Track only Stateful objects and not classes (#827)

zedsdead01 · facebook-github-bot · commit 735bfbcf9038 · 2024-05-10T01:04:00.000-07:00
Summary: Pull Request resolved: #827 `torchtnt.framework.callbacks.meta.model_store_checkpointer.ModelStoreCheckpointer` fails when a checkpointed unit contains an attribute which is a class (not a an object) implementing the `Stateful` interface. This is a typical case when a user specifies a type of an optimizer in an `AutoUnit` which is instantiated later in `AutoUnit.configure_optimizers_and_lr_scheduler`. The specific reason why the checkpointer fails is that this attribute then gets tracked because `isinstance(torch.optim.Optimizer, Stateful)` returns `True`. `MultiStateful` then tries to call `state_dict` on that attribute which fails because the attribute is not an object of a class. Reviewed By: JKSenthil Differential Revision: D57159095 fbshipit-source-id: 9224193f63803fa139c26553ff6090cd6ac9886d
diff --git a/tests/framework/test_app_state_mixin.py b/tests/framework/test_app_state_mixin.py
@@ -20,6 +20,7 @@
 from torchtnt.utils.env import init_from_env
 from torchtnt.utils.lr_scheduler import TLRScheduler
 from torchtnt.utils.prepare_module import FSDPOptimizerWrapper
+from torchtnt.utils.stateful import MultiStateful
 
 
 class Dummy(AppStateMixin):
@@ -32,6 +33,7 @@ def __init__(self) -> None:
             self.optimizer_c, step_size=30, gamma=0.1
         )
         self.grad_scaler_e = torch.cuda.amp.GradScaler()

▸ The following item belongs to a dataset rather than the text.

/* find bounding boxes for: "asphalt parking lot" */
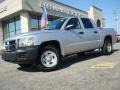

+        self.optimizer_class_f = torch.optim.SGD
 
 
 class AppStateMixinTest(unittest.TestCase):
@@ -103,6 +105,15 @@ def test_miscellaneous_stateful(self) -> None:
         # assert that the grad scaler is stored in the app_state
         self.assertEqual(my_unit.app_state()["grad_scaler_e"], my_unit.grad_scaler_e)
 
+        # assert that only stateful class objects are being tracked
+        self.assertFalse("optimizer_class_f" in my_unit.tracked_misc_statefuls())
+
+        multi_stateful = MultiStateful(my_unit.tracked_misc_statefuls())
+        try:
+            _ = multi_stateful.state_dict()
+        except TypeError:
+            self.fail("Not able to get the state dict from my_unit.")
+
         # delete the attribute
         # pyre-fixme[8]: Attribute has type `GradScaler`; used as `None`.
         my_unit.grad_scaler_e = None
diff --git a/torchtnt/framework/unit.py b/torchtnt/framework/unit.py
@@ -7,6 +7,7 @@
 # pyre-strict
 
 
+import inspect
 import logging
 from abc import ABC, abstractmethod
 from typing import Any, cast, Dict, Generic, Iterator, TypeVar, Union
@@ -148,7 +149,7 @@ def __setattr__(self, name: str, value: object) -> None:
                 value,
                 self.__dict__.get("_progress"),
             )
-        elif isinstance(value, Stateful):
+        elif isinstance(value, Stateful) and not inspect.isclass(value):
             self._update_attr(
                 name,
                 value,